Legos
January 10, 2016
The Lego Millennium Falcon set has more than 5100 pieces. It comes with an eighty page instruction book. You follow the instructions and build the model that is described in the book.
This is very different than the Legos I grew up with.
When I grew up Legos were either rectangular or square shaped and most were the same thickness.
Now if you want to build a slanted piece you buy one. Then you stacked rectangular pieces like stair-steps and imagined they sloped evenly.
You built things and then mostly had to tell other people what you'd built. They'd tip their heads and sort of get what you were talking about and say "oh, I see, it's a ..." and repeat whatever you'd told them it was.

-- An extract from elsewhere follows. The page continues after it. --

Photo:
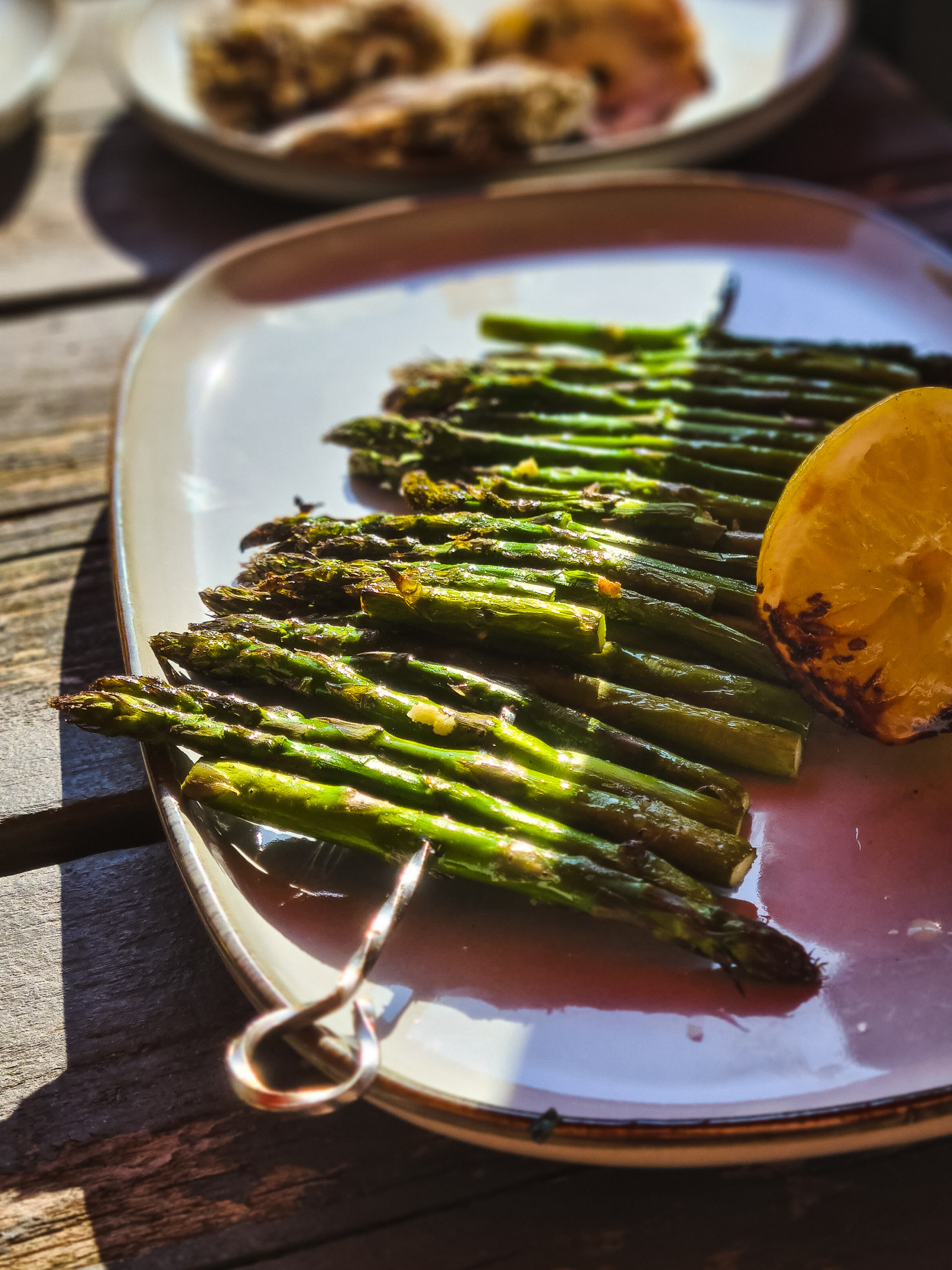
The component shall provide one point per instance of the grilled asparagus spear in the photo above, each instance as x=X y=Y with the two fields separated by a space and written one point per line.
x=479 y=855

Once you'd built your creation, you'd admire it a little, play with it a little, and then take off some major component of it and modify it and make it better. You'd admire it a little more and then take it apart and put the individual blocks back in a box where you could start all over and build something else.
When I was a kid, no piece had a canonical place in the finished model. There was no windshield piece or hinged door that opened. They were all rectangles or squares and their color wasn't that important.
I look at the learning software we give kids to play with. We give them flashcards or models. We don't give them Legos. And I don't mean Millennium Falcon Legos, I mean the old fashioned kind. The set with the ordinary blocks that required and encouraged imagination.
Those are the blocks a child can build a curious and creative life with.